- The Washington Times - Wednesday, November 11, 2009

Here are a few facts and figures to wrap up a first half for the Washington Redskins that featured four right guards, three punters, two offensive play callers and one endorsement of the coach.

Most importantly, the first half ended with a 2-6 record that leaves the Redskins among the NFL’s worst teams.

c If it feels like the Redskins are always playing catch-up, you’re right. They have scored first only twice in eight games and trailed at halftime in all but one.

The early deficits have left the Redskins rarely in the lead. Out of a possible 480 minutes, they’ve held the lead for 142:02 and never led in losses to the Giants, Detroit, Philadelphia and Atlanta.

c The Redskins are minus-8 in turnover ratio, fourth worst in the NFL.

Washington’s eight takeaways have translated into only 20 points (and no defensive touchdowns). Opponents have scored 37 points off 16 giveaways, including three defensive touchdowns.

c Jason Campbell has been relatively efficient in the red zone.

Seven of his nine touchdowns have come inside the 20-yard line, and for the year Campbell is 15-for-26 for 104 yards and no interceptions (156.6 rating).

Opposing quarterbacks are 11-for-20 for 70 yards, four touchdowns and no interceptions (129.2 rating).

c The offense’s longest touchdown drought is 20 drives - from the fourth quarter of the Carolina game, the entire Kansas City game and a quarter-plus of the Philadelphia game.

The defense’s longest streak without allowing a touchdown is 14 drives - from the end of the Carolina loss through the entire Kansas City defeat.

c Defensive playing time (unofficial): The leaders up front are Andre Carter (478 out of 504 snaps) and Albert Haynesworth (366). Linebacker London Fletcher didn’t miss a snap last year but has missed 13 so far because of injury and an equipment problem. In the secondary, DeAngelo Hall (501), LaRon Landry (500) and Carlos Rogers (480) rarely leave the field.

Rookie linebacker Brian Orakpo has stepped right in (398 snaps), and second-year cornerback Justin Tryon has seized the nickel spot (155) over Fred Smoot (71). Smoot has played only 24 snaps in the past five games.

c Offensive playing time (unofficial): Clinton Portis averaged 35.8 snaps in the first seven games and Chris Cooley 54.8 in the first six games before their injuries.

Among the receivers, Santana Moss (448 of 485) leads the way, followed by Malcolm Kelly (253), Antwaan Randle El (241) and Devin Thomas (218).

Center Casey Rabach and left guard Derrick Dockery have played all 485 snaps.

c Portis has 494 rushing yards through eight games, though he is doubtful for Sunday’s game against Denver after suffering a concussion last week.

The running game is struggling because of so many small gains.

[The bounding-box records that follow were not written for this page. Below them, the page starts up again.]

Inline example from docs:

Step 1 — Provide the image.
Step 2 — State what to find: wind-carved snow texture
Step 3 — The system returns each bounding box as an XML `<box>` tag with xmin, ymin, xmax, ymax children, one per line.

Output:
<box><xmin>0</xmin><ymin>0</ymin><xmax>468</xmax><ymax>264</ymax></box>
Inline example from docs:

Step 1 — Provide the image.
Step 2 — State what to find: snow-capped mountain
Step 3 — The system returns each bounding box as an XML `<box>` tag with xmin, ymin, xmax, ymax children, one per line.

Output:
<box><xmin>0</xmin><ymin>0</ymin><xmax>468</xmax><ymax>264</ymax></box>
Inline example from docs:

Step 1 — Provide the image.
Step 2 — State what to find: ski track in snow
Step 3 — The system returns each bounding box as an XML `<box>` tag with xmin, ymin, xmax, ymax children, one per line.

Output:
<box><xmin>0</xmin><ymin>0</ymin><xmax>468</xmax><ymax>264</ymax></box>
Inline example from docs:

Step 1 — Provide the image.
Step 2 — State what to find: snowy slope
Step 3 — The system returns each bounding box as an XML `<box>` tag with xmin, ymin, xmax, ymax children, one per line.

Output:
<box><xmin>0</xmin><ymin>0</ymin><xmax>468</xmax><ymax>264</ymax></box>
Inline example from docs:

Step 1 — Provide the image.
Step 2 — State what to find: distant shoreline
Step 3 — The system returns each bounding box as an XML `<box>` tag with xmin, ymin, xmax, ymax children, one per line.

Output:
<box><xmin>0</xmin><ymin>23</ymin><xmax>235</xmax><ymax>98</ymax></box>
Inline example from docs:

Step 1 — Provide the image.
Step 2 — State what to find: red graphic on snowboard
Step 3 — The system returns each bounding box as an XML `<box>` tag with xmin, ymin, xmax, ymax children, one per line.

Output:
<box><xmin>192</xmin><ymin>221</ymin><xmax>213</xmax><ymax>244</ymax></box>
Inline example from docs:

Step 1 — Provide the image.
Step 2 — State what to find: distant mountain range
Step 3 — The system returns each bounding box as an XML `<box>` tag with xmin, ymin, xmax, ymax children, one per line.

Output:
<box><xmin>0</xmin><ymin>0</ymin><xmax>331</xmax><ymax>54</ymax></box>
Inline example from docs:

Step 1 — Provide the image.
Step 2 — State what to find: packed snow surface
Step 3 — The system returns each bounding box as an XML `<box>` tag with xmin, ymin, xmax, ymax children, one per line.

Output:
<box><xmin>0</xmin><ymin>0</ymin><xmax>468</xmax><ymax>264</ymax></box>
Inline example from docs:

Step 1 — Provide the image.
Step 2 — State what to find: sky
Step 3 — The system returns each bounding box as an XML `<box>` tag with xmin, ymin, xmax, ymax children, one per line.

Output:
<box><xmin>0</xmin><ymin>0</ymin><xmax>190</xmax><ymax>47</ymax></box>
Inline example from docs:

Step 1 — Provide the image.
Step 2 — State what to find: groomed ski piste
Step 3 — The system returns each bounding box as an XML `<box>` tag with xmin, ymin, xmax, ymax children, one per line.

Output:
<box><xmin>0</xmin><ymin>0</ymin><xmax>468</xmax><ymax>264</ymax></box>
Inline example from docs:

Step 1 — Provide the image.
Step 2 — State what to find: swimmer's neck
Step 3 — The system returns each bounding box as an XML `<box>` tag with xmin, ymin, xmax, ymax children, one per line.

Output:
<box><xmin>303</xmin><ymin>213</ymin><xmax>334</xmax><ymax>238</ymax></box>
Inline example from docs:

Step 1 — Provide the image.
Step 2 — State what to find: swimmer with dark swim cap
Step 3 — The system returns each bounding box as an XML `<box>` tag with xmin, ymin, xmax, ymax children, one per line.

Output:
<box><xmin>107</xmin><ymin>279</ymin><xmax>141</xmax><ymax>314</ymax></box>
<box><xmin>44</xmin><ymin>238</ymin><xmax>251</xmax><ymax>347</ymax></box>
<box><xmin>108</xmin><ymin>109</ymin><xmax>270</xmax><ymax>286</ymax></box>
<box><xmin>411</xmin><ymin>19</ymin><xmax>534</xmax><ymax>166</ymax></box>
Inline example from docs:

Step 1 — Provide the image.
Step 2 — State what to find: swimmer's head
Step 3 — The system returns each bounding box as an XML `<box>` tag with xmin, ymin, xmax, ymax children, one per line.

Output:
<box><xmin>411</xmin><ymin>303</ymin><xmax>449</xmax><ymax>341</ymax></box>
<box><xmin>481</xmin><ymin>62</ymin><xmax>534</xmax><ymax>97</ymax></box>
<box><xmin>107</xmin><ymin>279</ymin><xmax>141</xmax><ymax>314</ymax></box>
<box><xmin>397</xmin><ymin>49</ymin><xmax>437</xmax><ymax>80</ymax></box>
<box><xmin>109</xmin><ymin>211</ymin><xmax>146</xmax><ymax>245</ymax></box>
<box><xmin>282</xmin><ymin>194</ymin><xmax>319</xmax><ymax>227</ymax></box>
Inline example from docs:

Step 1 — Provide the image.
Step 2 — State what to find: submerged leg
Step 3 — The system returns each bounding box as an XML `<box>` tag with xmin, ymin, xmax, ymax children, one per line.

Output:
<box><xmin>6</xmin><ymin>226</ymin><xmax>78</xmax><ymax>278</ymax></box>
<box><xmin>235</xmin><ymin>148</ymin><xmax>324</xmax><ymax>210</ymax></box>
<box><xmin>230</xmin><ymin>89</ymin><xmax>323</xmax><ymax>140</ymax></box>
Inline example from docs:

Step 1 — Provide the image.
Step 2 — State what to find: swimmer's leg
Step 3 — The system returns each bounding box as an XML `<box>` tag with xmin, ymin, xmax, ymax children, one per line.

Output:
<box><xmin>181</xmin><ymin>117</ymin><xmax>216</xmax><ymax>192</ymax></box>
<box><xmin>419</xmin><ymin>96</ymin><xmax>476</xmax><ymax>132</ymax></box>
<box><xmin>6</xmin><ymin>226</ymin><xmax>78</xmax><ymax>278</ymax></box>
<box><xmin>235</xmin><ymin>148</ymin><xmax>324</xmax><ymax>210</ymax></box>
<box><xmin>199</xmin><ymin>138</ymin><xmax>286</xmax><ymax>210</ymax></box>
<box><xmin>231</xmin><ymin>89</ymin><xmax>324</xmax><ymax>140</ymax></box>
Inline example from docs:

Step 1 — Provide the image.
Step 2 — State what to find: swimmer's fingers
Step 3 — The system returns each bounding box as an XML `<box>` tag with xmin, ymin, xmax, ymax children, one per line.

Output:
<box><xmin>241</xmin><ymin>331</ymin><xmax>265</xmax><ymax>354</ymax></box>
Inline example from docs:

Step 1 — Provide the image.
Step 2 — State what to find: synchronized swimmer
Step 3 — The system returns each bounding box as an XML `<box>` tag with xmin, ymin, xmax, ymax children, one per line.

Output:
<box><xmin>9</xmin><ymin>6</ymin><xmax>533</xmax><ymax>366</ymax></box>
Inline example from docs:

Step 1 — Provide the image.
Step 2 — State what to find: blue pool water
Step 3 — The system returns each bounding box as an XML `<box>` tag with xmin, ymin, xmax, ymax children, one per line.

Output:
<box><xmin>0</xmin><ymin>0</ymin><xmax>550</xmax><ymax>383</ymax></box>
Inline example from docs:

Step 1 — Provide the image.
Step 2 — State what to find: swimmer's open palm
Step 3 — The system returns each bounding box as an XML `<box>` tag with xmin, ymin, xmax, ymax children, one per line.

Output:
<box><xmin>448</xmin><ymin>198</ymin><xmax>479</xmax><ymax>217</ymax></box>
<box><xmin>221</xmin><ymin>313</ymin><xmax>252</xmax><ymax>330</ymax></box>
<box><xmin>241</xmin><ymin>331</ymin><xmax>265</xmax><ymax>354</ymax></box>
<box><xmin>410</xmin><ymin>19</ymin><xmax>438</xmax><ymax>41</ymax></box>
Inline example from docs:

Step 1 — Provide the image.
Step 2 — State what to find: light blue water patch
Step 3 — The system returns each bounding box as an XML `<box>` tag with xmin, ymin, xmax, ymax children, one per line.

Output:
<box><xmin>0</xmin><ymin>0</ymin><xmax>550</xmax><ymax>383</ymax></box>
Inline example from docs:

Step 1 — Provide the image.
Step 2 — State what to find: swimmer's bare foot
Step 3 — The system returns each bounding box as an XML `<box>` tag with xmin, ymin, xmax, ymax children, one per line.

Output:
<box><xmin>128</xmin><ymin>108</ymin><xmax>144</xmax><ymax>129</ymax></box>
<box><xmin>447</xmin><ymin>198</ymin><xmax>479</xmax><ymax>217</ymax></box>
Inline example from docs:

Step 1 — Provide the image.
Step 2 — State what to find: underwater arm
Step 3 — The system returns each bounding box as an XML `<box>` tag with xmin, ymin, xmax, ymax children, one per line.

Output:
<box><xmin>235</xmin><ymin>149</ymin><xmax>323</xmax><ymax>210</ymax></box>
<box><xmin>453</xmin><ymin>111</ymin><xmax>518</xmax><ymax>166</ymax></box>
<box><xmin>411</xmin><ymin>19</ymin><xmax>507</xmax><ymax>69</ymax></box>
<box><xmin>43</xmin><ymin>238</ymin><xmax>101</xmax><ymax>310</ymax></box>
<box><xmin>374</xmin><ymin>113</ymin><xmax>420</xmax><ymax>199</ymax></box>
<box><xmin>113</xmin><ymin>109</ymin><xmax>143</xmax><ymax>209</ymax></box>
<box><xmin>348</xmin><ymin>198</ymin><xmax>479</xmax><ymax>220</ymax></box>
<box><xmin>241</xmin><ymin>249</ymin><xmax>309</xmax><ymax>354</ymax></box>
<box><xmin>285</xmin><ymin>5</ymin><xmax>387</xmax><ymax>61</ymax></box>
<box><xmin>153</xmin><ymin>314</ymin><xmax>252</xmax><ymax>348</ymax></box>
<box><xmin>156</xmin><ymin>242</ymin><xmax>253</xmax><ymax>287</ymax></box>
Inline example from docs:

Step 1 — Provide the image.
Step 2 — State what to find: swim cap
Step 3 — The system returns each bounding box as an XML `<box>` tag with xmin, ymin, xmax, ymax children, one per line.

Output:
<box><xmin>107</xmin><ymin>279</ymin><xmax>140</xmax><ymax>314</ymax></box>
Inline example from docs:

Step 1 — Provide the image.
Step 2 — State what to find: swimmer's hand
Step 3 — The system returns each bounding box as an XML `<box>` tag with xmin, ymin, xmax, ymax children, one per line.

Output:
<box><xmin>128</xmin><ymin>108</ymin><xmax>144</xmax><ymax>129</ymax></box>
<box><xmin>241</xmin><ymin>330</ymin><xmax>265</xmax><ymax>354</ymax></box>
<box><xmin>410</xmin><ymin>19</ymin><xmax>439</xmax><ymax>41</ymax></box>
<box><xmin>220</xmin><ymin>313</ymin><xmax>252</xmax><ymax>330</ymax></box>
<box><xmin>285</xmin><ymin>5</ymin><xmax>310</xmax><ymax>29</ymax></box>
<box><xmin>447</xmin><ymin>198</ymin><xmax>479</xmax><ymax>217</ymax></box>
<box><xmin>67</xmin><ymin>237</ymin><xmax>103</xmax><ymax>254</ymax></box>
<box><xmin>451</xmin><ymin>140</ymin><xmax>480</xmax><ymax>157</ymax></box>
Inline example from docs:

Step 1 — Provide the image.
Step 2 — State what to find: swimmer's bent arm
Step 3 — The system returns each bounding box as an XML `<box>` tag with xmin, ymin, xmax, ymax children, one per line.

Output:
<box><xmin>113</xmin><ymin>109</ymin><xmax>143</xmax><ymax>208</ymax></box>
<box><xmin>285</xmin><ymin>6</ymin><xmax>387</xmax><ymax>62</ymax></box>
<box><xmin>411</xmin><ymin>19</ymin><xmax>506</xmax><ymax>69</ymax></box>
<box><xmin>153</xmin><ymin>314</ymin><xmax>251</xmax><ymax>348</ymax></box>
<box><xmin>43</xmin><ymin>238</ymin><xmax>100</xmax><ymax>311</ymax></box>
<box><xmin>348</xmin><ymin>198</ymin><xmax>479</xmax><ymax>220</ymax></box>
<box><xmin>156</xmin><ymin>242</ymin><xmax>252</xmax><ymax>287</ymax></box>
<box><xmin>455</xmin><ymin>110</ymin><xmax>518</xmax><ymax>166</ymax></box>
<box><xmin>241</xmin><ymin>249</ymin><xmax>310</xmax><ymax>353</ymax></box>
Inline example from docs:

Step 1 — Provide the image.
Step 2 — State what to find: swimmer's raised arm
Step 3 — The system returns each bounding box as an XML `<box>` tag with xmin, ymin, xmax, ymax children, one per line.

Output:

Fifty-nine of Portis’ 124 carries (47.6 percent) have gained 2 or fewer yards. Thirteen carries have lost yardage.

c Cooley and Moss remain Campbell’s top targets.

Before he was injured, Cooley was the intended receiver 46 times, catching 29 passes for 332 yards and two touchdowns.

Moss has been the intended receiver 54 times, posting 33 catches for 500 yards and two touchdowns.

c Most of the Redskins’ injuries have been major, not the bumps-and-bruises variety that has players shuttling in and out of the lineup.

The Redskins have lost 20 man games to injury (not counting future missed games for Chris Samuels, Randy Thomas, Chris Horton and Cooley) and 54 practices to injury.

Only punter Hunter Smith has missed two stretches with injury.

c When Smith is kicking, he’s effective - his 38.8-yard net average is a whopping 5.4-yard improvement from last year, and that’s not taking into consideration hang time and directional punting.

Smith is averaging 4.15 seconds on 20 punts. Only four have had less than a four-second hang time.

c Speaking of punters, only three teams have used more than one this year - Denver (two) and Washington and Tennessee (four each). Smith, Shaun Suisham (three times), Glenn Pakulak (20) and Sam Paulescu (three) have handled the duties.

c The Redskins can count on kickoff returner Rock Cartwright to get to the 20-yard line, but he has only one big return (42 yards).

Seventeen of Cartwright’s 25 returns have gained 20 to 25 yards. The Redskins rank 16th in kickoff returns (22.8-yard average).